You Don’t Have to Wait to Try TMS BrainCare
Many people turn to Transcranial Magnetic Stimulation as a last resort, only after a medication has not suited their needs fully. However, it is not necessary to postpone using TMS treatment for relief. TMS has successfully lifted many people out of depressed moods. It is a safe in-office procedure and has little side effects. After 20 or 30 treatments, most patients see a significant improvement in their mood and feel more stable. Treatments can easily be administered in Dr. McMullen’s NYC office.

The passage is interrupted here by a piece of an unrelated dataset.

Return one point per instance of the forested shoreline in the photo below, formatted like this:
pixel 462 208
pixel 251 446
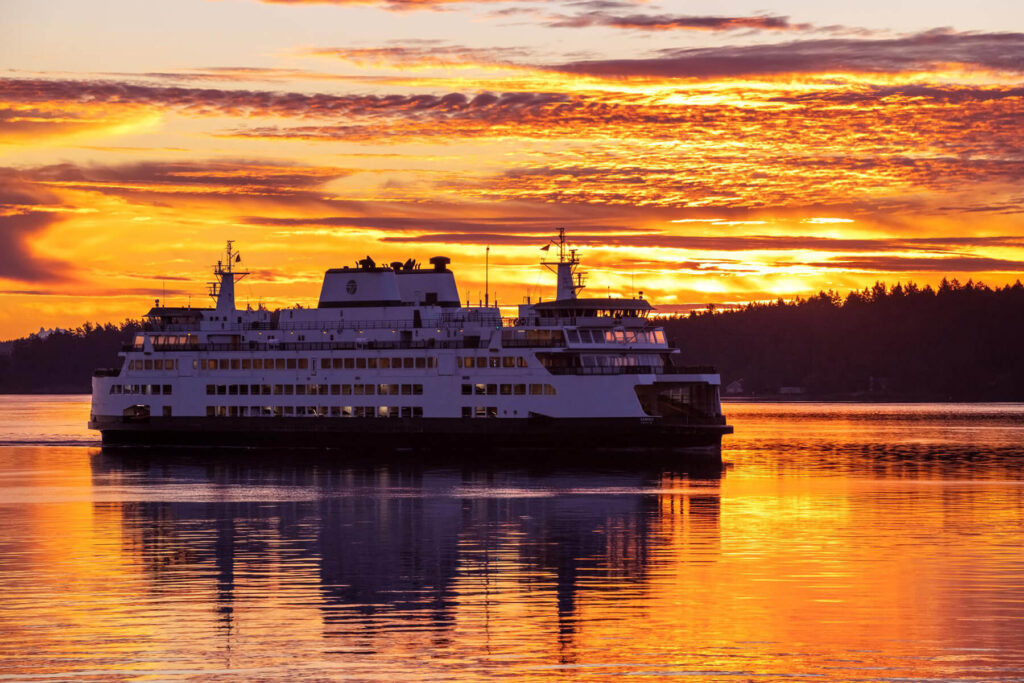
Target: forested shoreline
pixel 956 342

Amazingly, many people who have not had success with medication have had success with TMS. In addition, Dr. McMullen has had success treating people with medication and TMS simultaneously from the very beginning of their depression. His practice uses different TMS machines, each targeting and affecting the brain differently. Therefore, if the patient does not respond sufficiently to one machine, the individual may experience more relief from the other machine. Since medication and TMS have both been proven effective, combining both of them into one treatment plan increases the likelihood of success at a faster rate.